The Baolis of Delhi Project was an exclusive research and video documentation project conducted by the Delhi Chapter of the Speaking Archaeologically Research Wing under the direction of Simran Kaur Saini, co-directed by Medha Sharma. The project documented all the Medieval Stepwells in the Delhi-Gurugram region and evaluated their conditions, the scope for adaptive reuse, and the conservation of these structures. The results were published in the Speaking Archaeologically Journal Volume II and documentation was simultaneously released in the form of short documentaries on the organization's YouTube Channel

===Bhima Devi Project===
The Bhima Devi Project is one of the most ambitious Archaeological Research Projects of the Speaking Archaeologically Research Wing. It was carried out for over 3 years, from 2017 to 2020, with a preliminary site survey beginning as early as 2015. At the helm of the Project was Shriya Gautam herself and it was co-directed by Divyansh Thakur. The results of the fieldwork were published in the Speaking Archaeologically Research Journal Volume III.

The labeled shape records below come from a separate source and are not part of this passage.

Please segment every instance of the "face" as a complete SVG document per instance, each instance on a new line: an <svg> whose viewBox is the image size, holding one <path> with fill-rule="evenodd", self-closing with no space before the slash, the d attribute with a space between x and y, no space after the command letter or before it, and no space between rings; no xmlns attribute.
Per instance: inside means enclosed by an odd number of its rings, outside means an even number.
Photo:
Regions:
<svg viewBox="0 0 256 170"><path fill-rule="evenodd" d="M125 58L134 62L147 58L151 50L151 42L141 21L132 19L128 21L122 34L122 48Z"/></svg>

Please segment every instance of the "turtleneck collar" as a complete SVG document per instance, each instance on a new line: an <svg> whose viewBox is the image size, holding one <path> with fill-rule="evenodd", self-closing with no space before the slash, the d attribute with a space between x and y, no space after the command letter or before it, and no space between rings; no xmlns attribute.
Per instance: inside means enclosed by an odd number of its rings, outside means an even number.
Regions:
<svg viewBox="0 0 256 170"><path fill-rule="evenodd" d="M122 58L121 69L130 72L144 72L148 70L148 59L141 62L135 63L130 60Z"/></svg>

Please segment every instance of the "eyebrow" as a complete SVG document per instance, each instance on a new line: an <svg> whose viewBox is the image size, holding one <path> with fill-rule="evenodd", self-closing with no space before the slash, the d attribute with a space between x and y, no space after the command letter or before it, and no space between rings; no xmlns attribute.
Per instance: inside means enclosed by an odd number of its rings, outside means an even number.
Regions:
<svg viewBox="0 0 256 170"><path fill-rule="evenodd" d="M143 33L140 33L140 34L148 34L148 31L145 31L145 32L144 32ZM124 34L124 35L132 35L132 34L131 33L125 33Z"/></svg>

===Stupas of East and West Punjab===
The Stupas of East and West Punjab was the first International Documentation done by Speaking Archaeologically in August 2018, in association with scholars from the Qaid-i-Azam University, Islamabad, Pakistan. As a part of this project, eight stupas spread across East and West Punjab were documented and studied by the Research Wing Members and the results were published in the Speaking Archaeologically Journal Volume II.